A Guardian investigation reports that lawyers for Black, the billionaire investor linked for years to Jeffrey Epstein through prior business dealings, contacted US district judge Jed Rakoff in 2024 to challenge the credibility of a woman who has accused Black in a civil lawsuit of raping her as a teenager in Epstein’s New York townhouse in 2002. Black has denied that he ever met the woman, identified in court as Jane Doe, and has denied the rape allegation.

The outreach did not stay confined to a letter or a legal objection. According to court records cited by the Guardian, it triggered months of proceedings outside public view and ended with Rakoff reversing a $2.5m award that Doe had received in a separate Epstein-related class action. She later received a much smaller settlement in that case, a shift that raises fresh questions about how quietly handled legal challenges can alter outcomes in matters tied to Epstein’s orbit.
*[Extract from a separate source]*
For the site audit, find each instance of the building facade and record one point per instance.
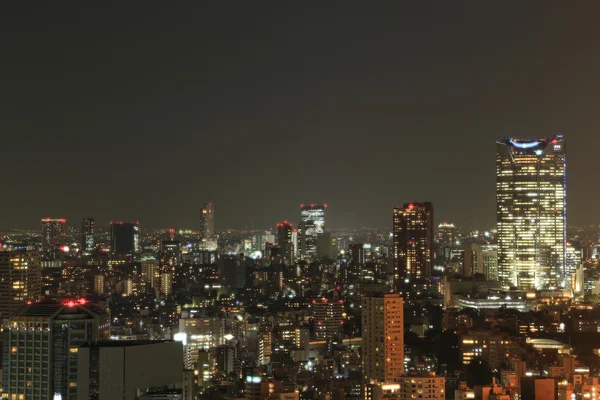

“I am still here. And I am not done.”

That statement, which Doe gave to the Guardian, signals that the fight now reaches beyond one payment dispute. At issue is not only Black’s effort to defend what his side called his “good name,” but also the broader imbalance between wealthy defendants with elite legal teams and accusers navigating a system that often moves behind closed doors. Reports indicate the private nature of the proceeding kept key developments from broader public scrutiny until court records brought them into view.

Key Facts

  • The Guardian reports that Leon Black’s lawyers privately contacted judge Jed Rakoff in 2024.
  • Black faces a civil lawsuit accusing him of raping a teenage girl in Jeffrey Epstein’s New York townhouse in 2002.
  • Black denies meeting Jane Doe and denies the rape allegation.
  • Rakoff later reversed Doe’s $2.5 million class-action award, and she received a smaller settlement.

The case now appears set to draw more attention as readers, courts, and advocates weigh what happened in secret and why it changed the result. That matters well beyond this dispute: Epstein-related litigation still tests how the justice system handles claims of abuse, the influence of money, and the transparency the public expects when powerful people seek to rewrite the record.